I have to say I have a clifton 51/2 which is superb but a 41/2 which was so out of flat nose and tail that I had to work on it to flatten and then had it checked by Mike Hudson and he told me it was perfect "despite" me flattening it, you make your own decision on that.
I know there are staunch supporters of clifton here, and that's fine you have to speak as you find. I have Veritas and Lie Nielsen planes also and I have not had issue with either, I know where I would ...and have put my money considering the difference in price.
But at the end of the day it's your choice isn't it.

Cheers Alan
 
Paul Chapman":1n208pmy said:
At West Dean, Mike Hudson even had a granite slab so that you could test how flat the soles were.

That was no granite slab. That was a Grade 'AA' surface plate!

Given that my 9"x12" grade B surface plate has a error of around 1/10 thou, you might be suitably stunned (as I was) at the implications of that 'AA'.

BugBear
 
Well..... it arrived this morning.

Naturally, after reading some of the stuff here I checked the blade width at the mouth and the flatness.

I don't have an AA surface plate, or any precision surface plate at all, so the nearest thing was the sole of my trusted smoothing plane. Yes, I can see the merest sliver of light under the centre of the sole. It is microscopically high at the nose and tail, assuming that my smoothing plane was flat. A fraction of a thousandth of an inch, perhaps. My first thought was that I would find it hard to hold the plane in use that accurately.

The blade is a few thou wider than the body, just as it is supposed to be. Just enough to feel. No complaints there either. One thing that I did notice, however, is that in adjusting the blade it is possible to move it sideways a few thousandths of an inch before locking it down. Effectively the best of all worlds, as one can select how far the blade protrudes at the side, or have none.

Looks like a pretty good piece of kit to me.
I'll be keeping it. :D

Rod
 
RodN":18v9uiic said:
The blade is a few thou wider than the body, just as it is supposed to be. Just enough to feel. No complaints there either. One thing that I did notice, however, is that in adjusting the blade it is possible to move it sideways a few thousandths of an inch before locking it down. Effectively the best of all worlds, as one can select how far the blade protrudes at the side, or have none.
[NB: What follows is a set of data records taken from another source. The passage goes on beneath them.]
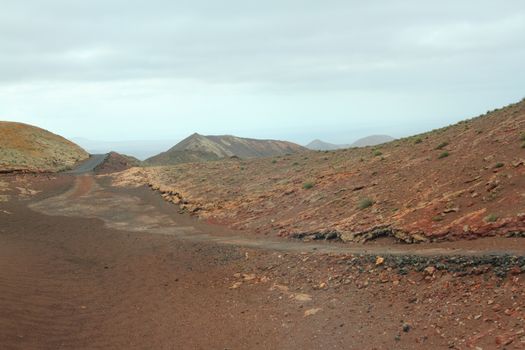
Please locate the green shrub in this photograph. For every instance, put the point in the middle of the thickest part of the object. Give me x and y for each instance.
(442, 145)
(365, 203)
(443, 155)
(491, 218)
(308, 185)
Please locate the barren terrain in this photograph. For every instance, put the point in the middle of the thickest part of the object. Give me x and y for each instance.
(27, 148)
(460, 182)
(99, 267)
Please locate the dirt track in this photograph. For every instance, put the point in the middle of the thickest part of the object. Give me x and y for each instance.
(135, 276)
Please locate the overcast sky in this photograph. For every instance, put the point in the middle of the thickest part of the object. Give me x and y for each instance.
(296, 70)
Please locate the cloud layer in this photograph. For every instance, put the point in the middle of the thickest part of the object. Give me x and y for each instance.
(256, 63)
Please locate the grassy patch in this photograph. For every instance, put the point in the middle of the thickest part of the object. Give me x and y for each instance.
(365, 203)
(443, 155)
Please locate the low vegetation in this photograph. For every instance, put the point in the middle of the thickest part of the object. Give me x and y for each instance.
(416, 199)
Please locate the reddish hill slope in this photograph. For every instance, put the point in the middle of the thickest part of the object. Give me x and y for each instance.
(461, 181)
(199, 148)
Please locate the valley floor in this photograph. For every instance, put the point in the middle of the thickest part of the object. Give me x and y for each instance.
(87, 266)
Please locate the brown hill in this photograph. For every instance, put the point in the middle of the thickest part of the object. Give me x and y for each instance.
(372, 140)
(461, 181)
(28, 148)
(199, 148)
(116, 162)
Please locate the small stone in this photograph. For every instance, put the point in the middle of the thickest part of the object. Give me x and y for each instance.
(406, 327)
(430, 270)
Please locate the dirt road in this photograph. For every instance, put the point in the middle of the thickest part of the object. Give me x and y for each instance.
(87, 266)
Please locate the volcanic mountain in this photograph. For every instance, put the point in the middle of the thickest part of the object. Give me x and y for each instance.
(199, 148)
(372, 140)
(28, 148)
(459, 182)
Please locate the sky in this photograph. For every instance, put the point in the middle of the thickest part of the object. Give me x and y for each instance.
(288, 69)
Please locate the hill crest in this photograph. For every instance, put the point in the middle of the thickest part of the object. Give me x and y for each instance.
(199, 148)
(29, 148)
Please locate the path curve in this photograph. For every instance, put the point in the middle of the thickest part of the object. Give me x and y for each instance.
(141, 210)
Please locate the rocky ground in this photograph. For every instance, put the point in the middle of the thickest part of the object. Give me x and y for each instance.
(76, 281)
(460, 182)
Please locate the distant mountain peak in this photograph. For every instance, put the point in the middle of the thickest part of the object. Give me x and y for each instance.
(198, 148)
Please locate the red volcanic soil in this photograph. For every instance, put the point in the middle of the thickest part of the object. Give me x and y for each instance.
(74, 283)
(460, 182)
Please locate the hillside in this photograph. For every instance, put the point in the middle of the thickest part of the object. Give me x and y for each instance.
(199, 148)
(461, 181)
(372, 140)
(318, 145)
(28, 148)
(115, 162)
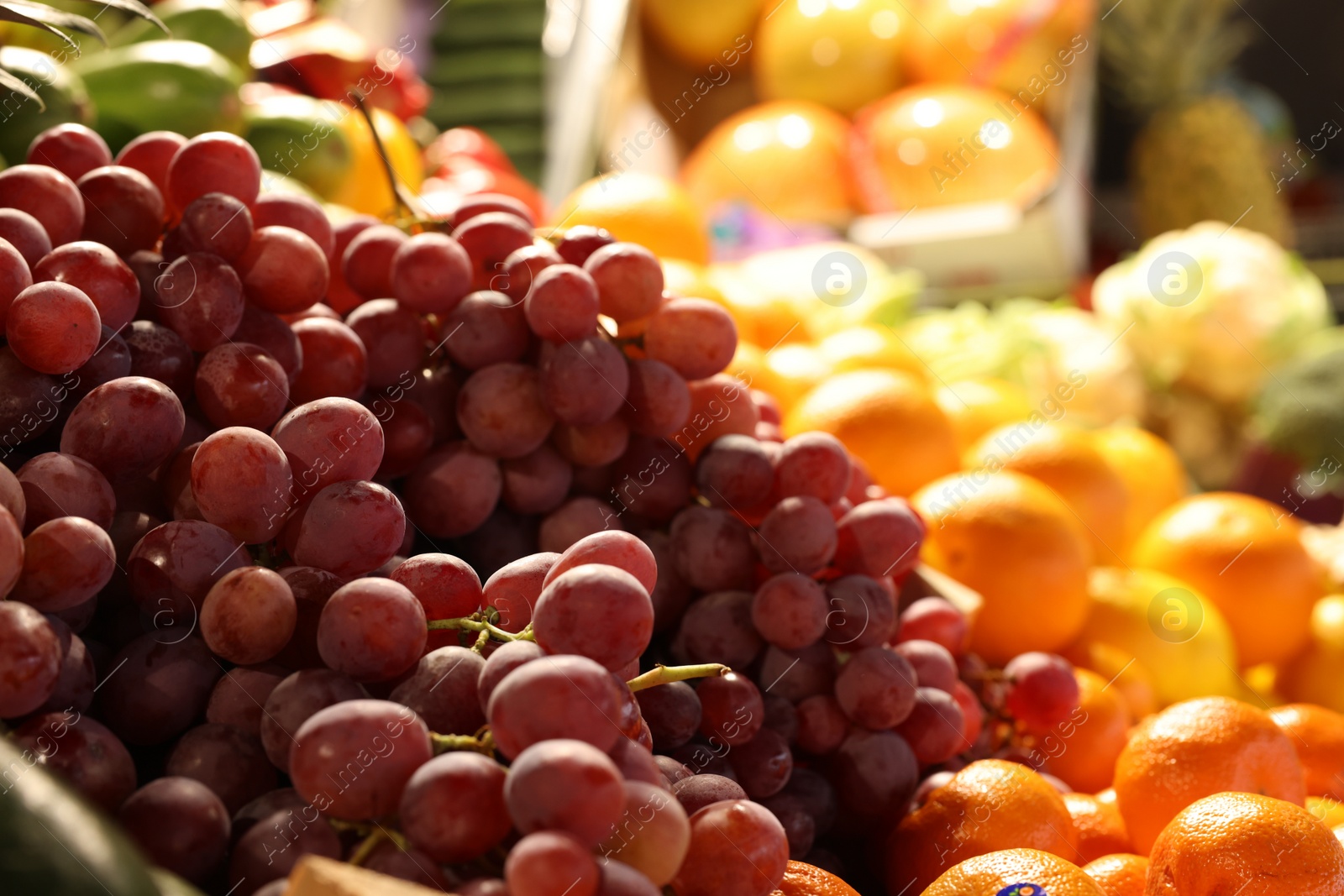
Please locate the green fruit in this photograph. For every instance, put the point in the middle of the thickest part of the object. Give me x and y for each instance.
(219, 24)
(53, 844)
(60, 87)
(297, 136)
(161, 85)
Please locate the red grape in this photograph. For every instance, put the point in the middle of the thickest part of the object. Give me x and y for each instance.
(125, 427)
(454, 808)
(213, 163)
(49, 196)
(356, 757)
(430, 273)
(123, 208)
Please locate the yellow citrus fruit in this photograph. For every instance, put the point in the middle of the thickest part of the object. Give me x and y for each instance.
(1011, 539)
(1316, 674)
(790, 159)
(1247, 555)
(1149, 468)
(1068, 463)
(1167, 627)
(840, 53)
(640, 208)
(949, 144)
(366, 188)
(978, 406)
(887, 419)
(870, 345)
(701, 31)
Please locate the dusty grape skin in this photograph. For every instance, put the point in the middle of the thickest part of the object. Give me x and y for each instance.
(443, 691)
(349, 528)
(248, 616)
(125, 427)
(393, 738)
(160, 688)
(174, 566)
(30, 658)
(737, 848)
(66, 562)
(554, 698)
(452, 490)
(82, 752)
(232, 763)
(241, 479)
(595, 610)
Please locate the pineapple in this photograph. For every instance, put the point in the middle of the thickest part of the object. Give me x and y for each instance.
(1200, 155)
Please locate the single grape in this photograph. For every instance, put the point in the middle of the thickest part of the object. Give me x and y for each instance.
(430, 273)
(712, 550)
(550, 864)
(159, 688)
(54, 485)
(737, 846)
(371, 631)
(53, 327)
(293, 701)
(123, 208)
(82, 752)
(125, 427)
(732, 711)
(790, 610)
(66, 562)
(718, 629)
(879, 537)
(443, 691)
(454, 808)
(213, 163)
(1042, 689)
(228, 761)
(595, 610)
(554, 698)
(151, 154)
(356, 757)
(49, 196)
(584, 382)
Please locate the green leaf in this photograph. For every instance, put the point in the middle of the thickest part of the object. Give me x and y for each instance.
(54, 16)
(13, 15)
(20, 86)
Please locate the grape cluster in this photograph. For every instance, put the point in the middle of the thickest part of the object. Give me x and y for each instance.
(259, 464)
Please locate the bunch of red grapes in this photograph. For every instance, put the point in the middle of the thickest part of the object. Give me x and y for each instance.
(259, 464)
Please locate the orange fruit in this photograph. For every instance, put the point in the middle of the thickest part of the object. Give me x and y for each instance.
(1011, 539)
(981, 405)
(1100, 828)
(638, 208)
(992, 873)
(1090, 741)
(801, 879)
(1247, 555)
(837, 53)
(987, 806)
(1196, 748)
(788, 159)
(1319, 736)
(1151, 469)
(1070, 465)
(1249, 844)
(936, 145)
(1119, 875)
(887, 419)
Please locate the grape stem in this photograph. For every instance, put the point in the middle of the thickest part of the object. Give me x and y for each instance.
(662, 674)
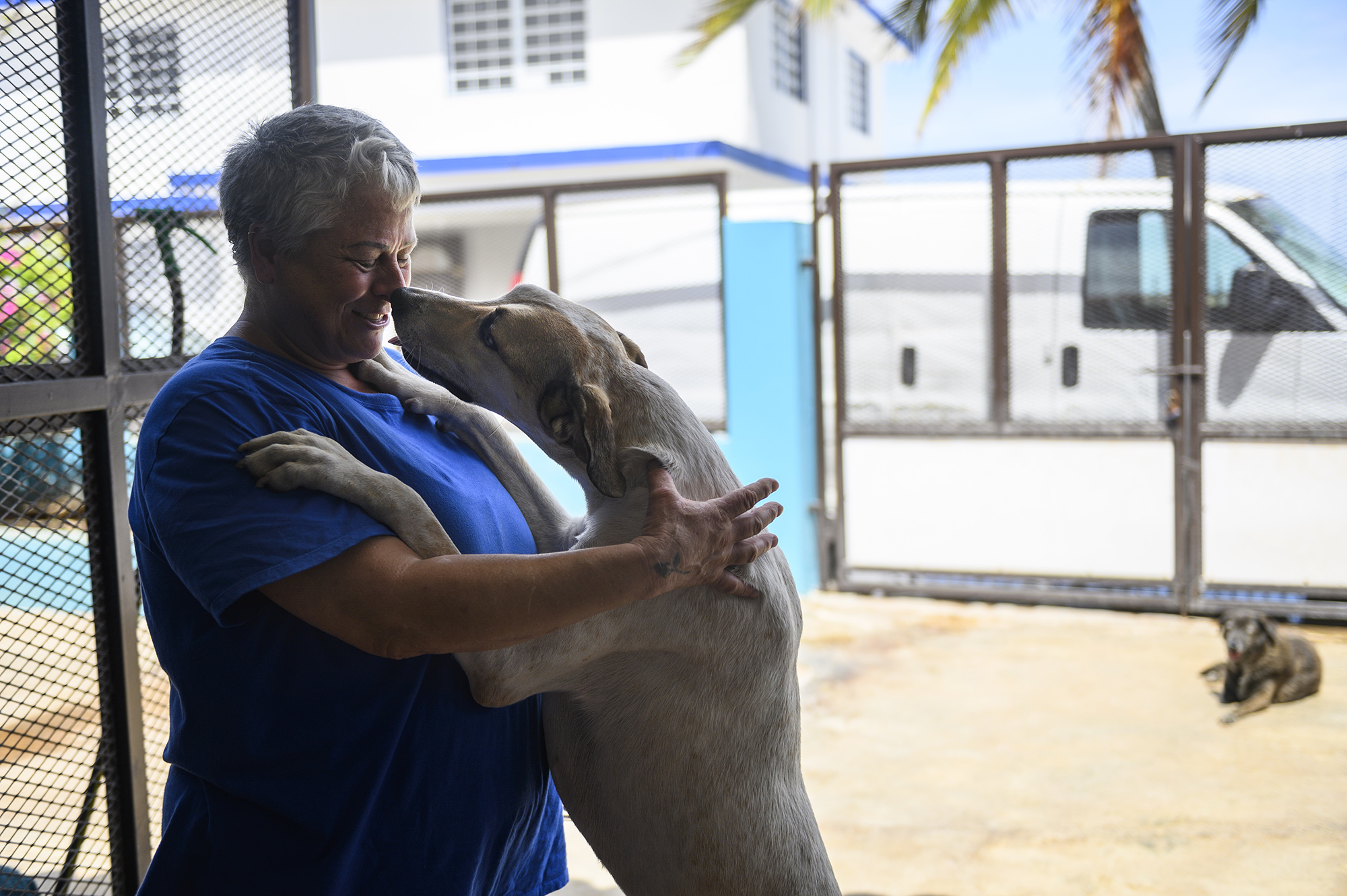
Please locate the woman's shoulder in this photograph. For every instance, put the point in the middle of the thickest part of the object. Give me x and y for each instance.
(232, 373)
(232, 365)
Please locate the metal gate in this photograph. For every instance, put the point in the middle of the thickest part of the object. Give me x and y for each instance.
(114, 271)
(643, 253)
(1103, 374)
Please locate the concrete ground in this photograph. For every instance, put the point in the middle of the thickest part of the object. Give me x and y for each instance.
(1034, 751)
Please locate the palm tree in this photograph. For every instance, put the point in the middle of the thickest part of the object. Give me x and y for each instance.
(1111, 44)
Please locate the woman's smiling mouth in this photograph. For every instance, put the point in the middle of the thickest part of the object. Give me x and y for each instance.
(378, 318)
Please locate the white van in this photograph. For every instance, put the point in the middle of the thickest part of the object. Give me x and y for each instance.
(1089, 295)
(1090, 289)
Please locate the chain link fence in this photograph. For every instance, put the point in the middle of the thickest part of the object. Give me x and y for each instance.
(1037, 349)
(114, 271)
(38, 337)
(918, 250)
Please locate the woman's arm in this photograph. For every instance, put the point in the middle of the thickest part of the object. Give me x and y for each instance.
(382, 598)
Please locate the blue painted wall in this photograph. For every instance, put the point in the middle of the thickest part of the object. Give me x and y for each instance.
(770, 377)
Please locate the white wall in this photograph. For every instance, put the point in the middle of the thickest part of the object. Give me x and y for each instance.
(395, 66)
(1275, 513)
(1053, 506)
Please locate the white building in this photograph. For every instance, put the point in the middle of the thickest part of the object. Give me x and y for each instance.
(494, 93)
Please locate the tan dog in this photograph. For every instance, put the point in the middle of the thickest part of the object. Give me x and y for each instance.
(673, 726)
(1267, 665)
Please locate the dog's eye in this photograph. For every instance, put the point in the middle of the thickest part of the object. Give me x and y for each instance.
(486, 330)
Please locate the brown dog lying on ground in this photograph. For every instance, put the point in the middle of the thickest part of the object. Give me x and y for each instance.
(1267, 665)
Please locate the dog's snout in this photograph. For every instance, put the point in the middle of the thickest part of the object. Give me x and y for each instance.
(402, 298)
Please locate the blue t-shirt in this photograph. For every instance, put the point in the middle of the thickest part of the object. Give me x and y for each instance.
(302, 765)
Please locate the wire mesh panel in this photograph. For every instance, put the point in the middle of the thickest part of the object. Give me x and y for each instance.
(479, 248)
(1278, 285)
(650, 263)
(183, 81)
(154, 681)
(1090, 245)
(38, 338)
(917, 252)
(53, 805)
(1276, 339)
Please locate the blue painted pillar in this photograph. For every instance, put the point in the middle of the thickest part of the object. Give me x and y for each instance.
(770, 376)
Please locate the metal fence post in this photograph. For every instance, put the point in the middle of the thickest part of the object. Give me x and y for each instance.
(1189, 358)
(554, 279)
(833, 568)
(117, 614)
(304, 58)
(1000, 298)
(820, 508)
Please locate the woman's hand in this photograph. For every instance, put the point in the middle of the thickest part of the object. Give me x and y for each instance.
(693, 543)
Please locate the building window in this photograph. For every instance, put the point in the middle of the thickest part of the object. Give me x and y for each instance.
(554, 39)
(480, 35)
(789, 48)
(859, 92)
(143, 74)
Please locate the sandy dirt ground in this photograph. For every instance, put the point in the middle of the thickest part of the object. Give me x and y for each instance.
(979, 750)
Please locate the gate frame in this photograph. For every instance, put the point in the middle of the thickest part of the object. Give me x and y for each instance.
(1187, 376)
(549, 194)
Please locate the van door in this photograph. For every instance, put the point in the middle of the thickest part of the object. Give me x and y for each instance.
(1111, 322)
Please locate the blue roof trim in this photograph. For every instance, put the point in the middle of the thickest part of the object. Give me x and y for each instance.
(611, 155)
(888, 26)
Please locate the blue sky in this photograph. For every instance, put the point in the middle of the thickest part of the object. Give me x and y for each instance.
(1020, 88)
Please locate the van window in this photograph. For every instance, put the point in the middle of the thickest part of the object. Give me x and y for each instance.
(1306, 248)
(1128, 273)
(1225, 257)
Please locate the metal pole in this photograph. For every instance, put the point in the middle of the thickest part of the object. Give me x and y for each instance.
(821, 510)
(554, 280)
(833, 571)
(304, 58)
(1187, 374)
(115, 610)
(1000, 298)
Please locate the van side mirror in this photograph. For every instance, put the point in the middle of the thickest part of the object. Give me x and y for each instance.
(1260, 300)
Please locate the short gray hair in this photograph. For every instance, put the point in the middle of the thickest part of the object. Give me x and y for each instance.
(293, 172)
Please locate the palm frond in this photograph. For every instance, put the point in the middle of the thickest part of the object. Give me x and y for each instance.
(913, 18)
(721, 16)
(964, 23)
(1116, 65)
(1228, 23)
(724, 15)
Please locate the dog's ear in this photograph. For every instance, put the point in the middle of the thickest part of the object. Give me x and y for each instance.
(634, 351)
(583, 420)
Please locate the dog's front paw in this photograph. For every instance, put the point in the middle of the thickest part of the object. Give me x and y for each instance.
(387, 376)
(298, 459)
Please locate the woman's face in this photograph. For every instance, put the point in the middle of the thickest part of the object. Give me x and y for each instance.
(327, 306)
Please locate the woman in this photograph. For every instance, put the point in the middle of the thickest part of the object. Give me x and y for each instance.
(323, 736)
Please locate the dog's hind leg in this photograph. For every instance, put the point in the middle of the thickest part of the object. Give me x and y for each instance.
(302, 459)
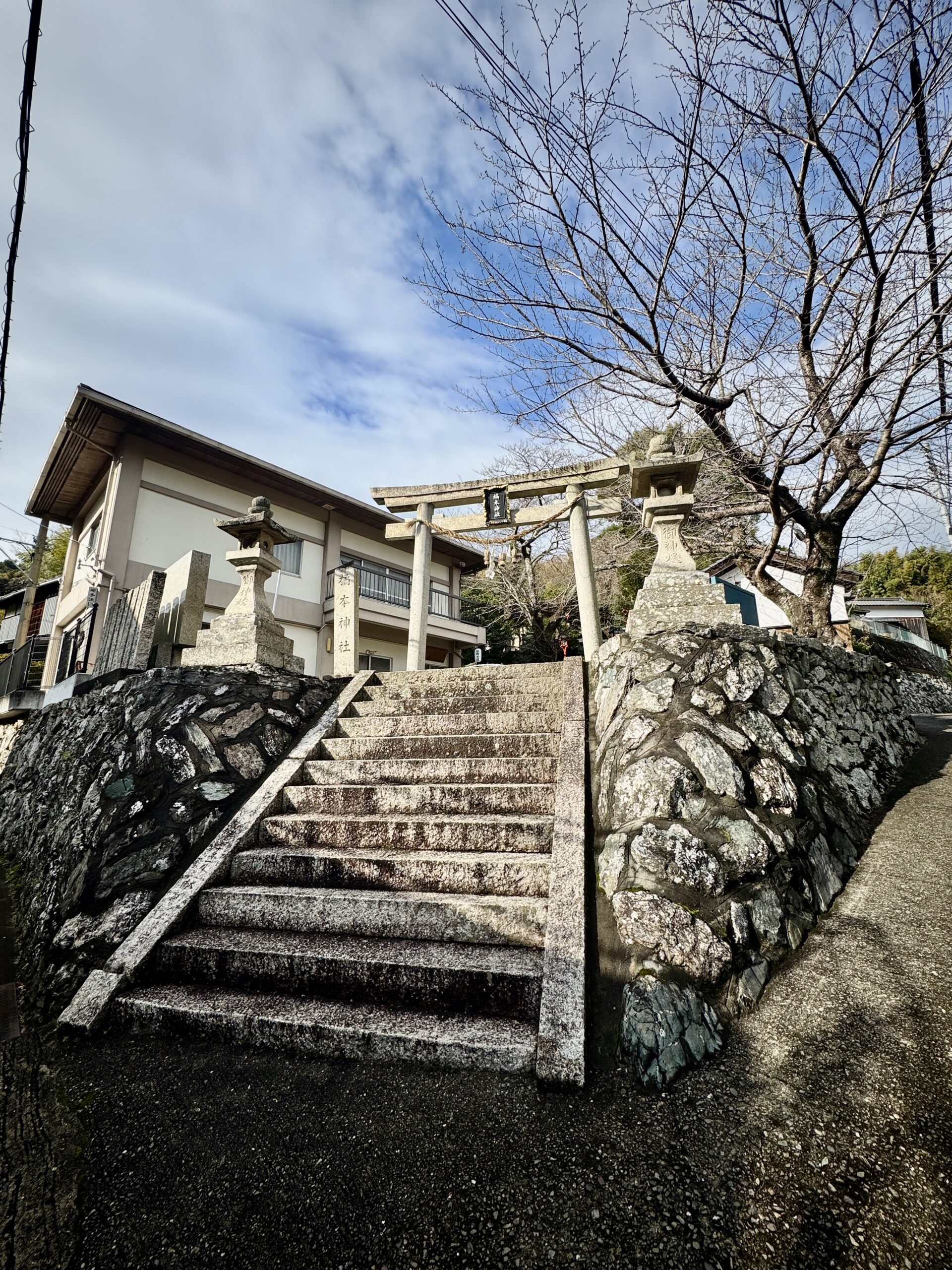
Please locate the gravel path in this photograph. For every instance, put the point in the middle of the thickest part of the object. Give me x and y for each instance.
(822, 1139)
Looks like a pretty good piece of kit to me.
I'll be keeping it. :D

Rod

Rod, I'm delighted to hear this. I'd almost written off the British woodworking tool industry after seeing appalling Record and Footprint quality, indifferent Clifton products, and "curly" chisels from Bristol Design Tools. It's too late for me as pretty much all my toolbox has been replaced with LN and LV kit, but it's encouraging to think that new generations will have the option of buying British with confidence.
 
RodN":1qglqwwm said:
Well..... it arrived this morning.

Naturally, after reading some of the stuff here I checked the blade width at the mouth and the flatness.

As Lee Valley and David Charlesworth both point out, shoulder planes are a special case with regard to sole flatness.

With their low bedding angle (and hence thin bed under the blade) and a screw action lever cap it's rather easy to render the sole convex by over tightening the lever cap.

A certain amount of thoughtfulness is required.

(just read the LV instructions)

Lee Valley suggest that very fine depth of cut adjustment can be had by controlled sole deflection in this way!